On Thursday, July 21, 2016 at 10:24:42 AM UTC+5:30, Pavol Lisy wrote:
On 7/20/16, Danilo J. S. Bellini <danilo....@gmail.com> wrote:

> 4. Unicode have more than one codepoint for some symbols that look alike,
> for example "Σ𝚺𝛴𝜮𝝨𝞢" are all valid uppercase sigmas. There's also "∑",
> but this one is invalid in Python 3. The italic/bold/serif distinction
> seems enough for a distinction, and when editing a code with an Unicode
> char like that, most people would probably copy and paste the symbol
> instead of typing it, leading to a consistent use of the same symbol.
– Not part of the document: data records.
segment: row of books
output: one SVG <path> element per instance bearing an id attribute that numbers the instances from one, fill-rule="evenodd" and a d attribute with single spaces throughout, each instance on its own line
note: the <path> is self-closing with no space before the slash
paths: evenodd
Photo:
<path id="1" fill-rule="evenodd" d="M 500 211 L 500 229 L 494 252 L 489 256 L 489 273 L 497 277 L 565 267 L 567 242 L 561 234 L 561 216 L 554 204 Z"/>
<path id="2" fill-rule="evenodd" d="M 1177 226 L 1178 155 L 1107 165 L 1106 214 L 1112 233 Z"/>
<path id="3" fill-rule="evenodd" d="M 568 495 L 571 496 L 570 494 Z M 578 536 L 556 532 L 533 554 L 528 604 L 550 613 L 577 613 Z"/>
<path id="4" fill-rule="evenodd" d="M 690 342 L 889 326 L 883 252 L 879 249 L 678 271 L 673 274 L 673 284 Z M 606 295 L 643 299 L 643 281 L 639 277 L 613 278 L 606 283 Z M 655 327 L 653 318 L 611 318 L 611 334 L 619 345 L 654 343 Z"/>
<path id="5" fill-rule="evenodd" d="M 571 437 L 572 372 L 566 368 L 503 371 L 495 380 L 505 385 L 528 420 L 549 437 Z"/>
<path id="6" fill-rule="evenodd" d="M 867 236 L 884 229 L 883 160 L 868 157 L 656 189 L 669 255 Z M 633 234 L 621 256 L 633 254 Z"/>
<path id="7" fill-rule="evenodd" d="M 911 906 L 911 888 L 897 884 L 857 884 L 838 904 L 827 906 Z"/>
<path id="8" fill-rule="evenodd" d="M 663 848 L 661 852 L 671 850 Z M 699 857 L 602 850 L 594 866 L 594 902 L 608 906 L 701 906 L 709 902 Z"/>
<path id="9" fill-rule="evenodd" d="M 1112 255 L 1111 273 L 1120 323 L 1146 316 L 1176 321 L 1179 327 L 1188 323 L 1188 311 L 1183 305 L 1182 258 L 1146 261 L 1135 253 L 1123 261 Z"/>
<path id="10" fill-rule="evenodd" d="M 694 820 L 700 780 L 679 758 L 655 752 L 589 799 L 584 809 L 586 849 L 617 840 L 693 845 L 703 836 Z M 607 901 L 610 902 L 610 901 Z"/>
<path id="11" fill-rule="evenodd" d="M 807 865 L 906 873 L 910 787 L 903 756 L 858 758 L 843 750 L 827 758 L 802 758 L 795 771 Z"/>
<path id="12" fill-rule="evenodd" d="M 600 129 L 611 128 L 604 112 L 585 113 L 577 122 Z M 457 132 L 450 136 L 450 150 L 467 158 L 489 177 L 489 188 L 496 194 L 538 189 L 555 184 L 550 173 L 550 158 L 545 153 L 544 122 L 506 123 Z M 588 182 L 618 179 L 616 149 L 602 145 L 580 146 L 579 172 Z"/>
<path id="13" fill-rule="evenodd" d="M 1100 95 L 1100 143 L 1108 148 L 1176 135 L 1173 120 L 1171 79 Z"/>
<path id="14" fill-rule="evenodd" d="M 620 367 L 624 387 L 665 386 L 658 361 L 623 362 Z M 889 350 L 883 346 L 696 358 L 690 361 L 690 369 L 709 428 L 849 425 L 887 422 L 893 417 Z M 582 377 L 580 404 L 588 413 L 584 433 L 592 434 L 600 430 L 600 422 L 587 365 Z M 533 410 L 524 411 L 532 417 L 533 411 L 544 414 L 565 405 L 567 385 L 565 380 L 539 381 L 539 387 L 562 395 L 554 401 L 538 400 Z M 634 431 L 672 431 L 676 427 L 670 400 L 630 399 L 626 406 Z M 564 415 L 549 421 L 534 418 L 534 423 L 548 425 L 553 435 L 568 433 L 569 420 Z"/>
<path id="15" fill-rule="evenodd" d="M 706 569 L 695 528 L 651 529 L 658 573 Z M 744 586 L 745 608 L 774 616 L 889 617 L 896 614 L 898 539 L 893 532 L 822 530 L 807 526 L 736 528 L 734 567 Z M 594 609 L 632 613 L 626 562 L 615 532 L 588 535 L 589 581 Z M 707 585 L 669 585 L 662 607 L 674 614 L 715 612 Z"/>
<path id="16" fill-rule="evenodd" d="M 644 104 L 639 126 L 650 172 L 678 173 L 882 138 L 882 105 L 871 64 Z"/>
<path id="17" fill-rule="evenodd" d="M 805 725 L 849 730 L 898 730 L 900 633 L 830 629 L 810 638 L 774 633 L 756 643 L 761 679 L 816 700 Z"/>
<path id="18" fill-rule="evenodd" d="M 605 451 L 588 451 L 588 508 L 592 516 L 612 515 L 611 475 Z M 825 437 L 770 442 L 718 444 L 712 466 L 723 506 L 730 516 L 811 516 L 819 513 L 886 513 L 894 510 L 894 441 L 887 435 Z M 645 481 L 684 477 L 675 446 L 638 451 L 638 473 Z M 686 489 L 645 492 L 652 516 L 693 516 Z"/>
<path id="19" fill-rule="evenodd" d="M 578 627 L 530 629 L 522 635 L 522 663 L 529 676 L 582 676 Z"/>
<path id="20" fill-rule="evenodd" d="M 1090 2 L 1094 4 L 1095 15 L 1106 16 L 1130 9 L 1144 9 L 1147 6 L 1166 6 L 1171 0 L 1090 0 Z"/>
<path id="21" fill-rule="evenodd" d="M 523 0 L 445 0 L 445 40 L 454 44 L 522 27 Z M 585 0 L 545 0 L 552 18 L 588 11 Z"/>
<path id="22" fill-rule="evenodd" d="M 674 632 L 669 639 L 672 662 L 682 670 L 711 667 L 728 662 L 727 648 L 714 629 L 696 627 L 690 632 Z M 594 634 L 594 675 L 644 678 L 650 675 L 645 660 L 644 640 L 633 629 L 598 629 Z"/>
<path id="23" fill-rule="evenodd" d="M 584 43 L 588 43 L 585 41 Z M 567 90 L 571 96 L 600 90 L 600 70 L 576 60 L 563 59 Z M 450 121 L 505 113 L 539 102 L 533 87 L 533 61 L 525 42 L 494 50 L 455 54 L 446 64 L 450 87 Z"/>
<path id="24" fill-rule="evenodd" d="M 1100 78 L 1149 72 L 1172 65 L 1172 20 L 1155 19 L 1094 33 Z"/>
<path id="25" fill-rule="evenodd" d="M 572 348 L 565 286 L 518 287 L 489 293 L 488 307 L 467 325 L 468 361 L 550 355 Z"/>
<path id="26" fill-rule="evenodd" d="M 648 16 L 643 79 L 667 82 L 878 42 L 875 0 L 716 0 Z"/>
I am not sure what do you like to say, so for sure some info:

PEP-3131 (https://www.python.org/dev/peps/pep-3131/): "All identifiers
are converted into the normal form NFKC while parsing; comparison of
identifiers is based on NFKC."

From this point of view all sigmas are same:

  set(unicodedata.normalize('NFKC', i) for i in "Σ𝚺𝛴𝜮𝝨𝞢")  == {'Σ'}


Nice!

>>> Σ = 1
>>> 𝚺 = Σ + 1
>>> 𝛴
2


But not enough

>>> А = 1
>>> A = A + 1
Traceback (most recent call last):
  File "<stdin>", line 1, in <module>
NameError: name 'A' is not defined
 

Moral: The coarser the equivalence-relation the better (within reasonable limits!)
NFKC-equality i coarser than literal-codepoint equality.  ∴ Better
But not coarse enough.  After all identifiers are meant to identify!